My words of comfort probably seem trite.  "I feel your pain" I might say.  I think I can say that because I've known a little about personal grief.

In 1973 a very unexpected pregnancy ended in a miscarriage.  I remember the shock I experienced when I read that someone had requested prayer for me - because my baby had died.   The pregnancy was not planned - however, I still think of that little boy and wonder what he would have been like.

In 1998 just a few months into our marriage, Rich Suhey did not survive a heart attack.  Those were the doctor's words - "he did not survive".

I've lost grandparents, my daddy, and a great-niece.  Recently I lost a dear aunt.

I've walked through the death of someone close with many friends and loved ones.

In a few words, "I've had my share of grief".

Timing is everything and this week I have been reading Traveling Light by Max Lucado.  He has used the 23rd Psalm as his platform and written some very helpful words.  At least very helpful to me.
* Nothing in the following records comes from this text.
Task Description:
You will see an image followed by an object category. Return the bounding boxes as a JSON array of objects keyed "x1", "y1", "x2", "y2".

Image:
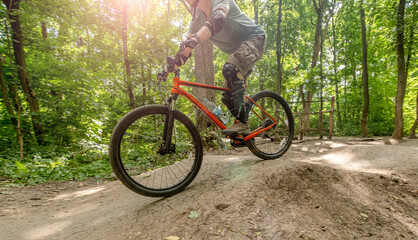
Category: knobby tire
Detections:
[{"x1": 109, "y1": 105, "x2": 203, "y2": 197}]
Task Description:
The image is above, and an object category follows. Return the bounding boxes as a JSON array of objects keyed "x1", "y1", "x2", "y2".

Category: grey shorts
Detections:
[{"x1": 226, "y1": 35, "x2": 266, "y2": 77}]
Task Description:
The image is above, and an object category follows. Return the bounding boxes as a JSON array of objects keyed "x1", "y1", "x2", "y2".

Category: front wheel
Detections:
[
  {"x1": 109, "y1": 105, "x2": 203, "y2": 197},
  {"x1": 245, "y1": 91, "x2": 294, "y2": 160}
]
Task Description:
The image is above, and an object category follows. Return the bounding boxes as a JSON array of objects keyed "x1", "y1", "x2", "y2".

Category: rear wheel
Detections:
[
  {"x1": 109, "y1": 105, "x2": 203, "y2": 197},
  {"x1": 245, "y1": 91, "x2": 294, "y2": 160}
]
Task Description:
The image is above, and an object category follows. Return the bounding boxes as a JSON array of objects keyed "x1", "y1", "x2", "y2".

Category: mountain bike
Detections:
[{"x1": 109, "y1": 64, "x2": 294, "y2": 197}]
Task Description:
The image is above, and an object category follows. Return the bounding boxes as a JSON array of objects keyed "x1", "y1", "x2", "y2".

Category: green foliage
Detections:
[
  {"x1": 0, "y1": 0, "x2": 417, "y2": 185},
  {"x1": 0, "y1": 143, "x2": 112, "y2": 185}
]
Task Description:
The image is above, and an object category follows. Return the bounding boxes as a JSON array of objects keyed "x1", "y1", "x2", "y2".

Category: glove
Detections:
[
  {"x1": 180, "y1": 38, "x2": 197, "y2": 52},
  {"x1": 169, "y1": 38, "x2": 197, "y2": 69}
]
In the book, Lucado tells about a young couple in Brazil who were so excited to be expecting their first child.  When that baby died "In utero" the young mother's had these words:  "It's more than that a baby died. A dream died".

When Rich died, I said again and again that I was not angry with God - just disappointed.  Finally, I realized that disappointment is a form of anger.  I didn't get what I wanted - a lifetime of sharing joys and happiness as well as the difficulties that life brings.  I lost my partner.  My dream died.  That was 21 years ago, even now sometimes . . .

However, the faith that has been instilled in me from my childhood has stayed strong in my heart.  I believe that God is good.  We don't understand His actions - we can, however, "TRUST HIS HEART" I believe He allows only what is good for me in my life.  I also believe He wants me to take my grief and let the love I feel for others show.

So I have addressed three Sympathy cards...I cannot really feel their pain.  I can, however, be truly "sorry for their loss".

PS Traveling Light by Max Lucado is a great read - no matter where you are in life!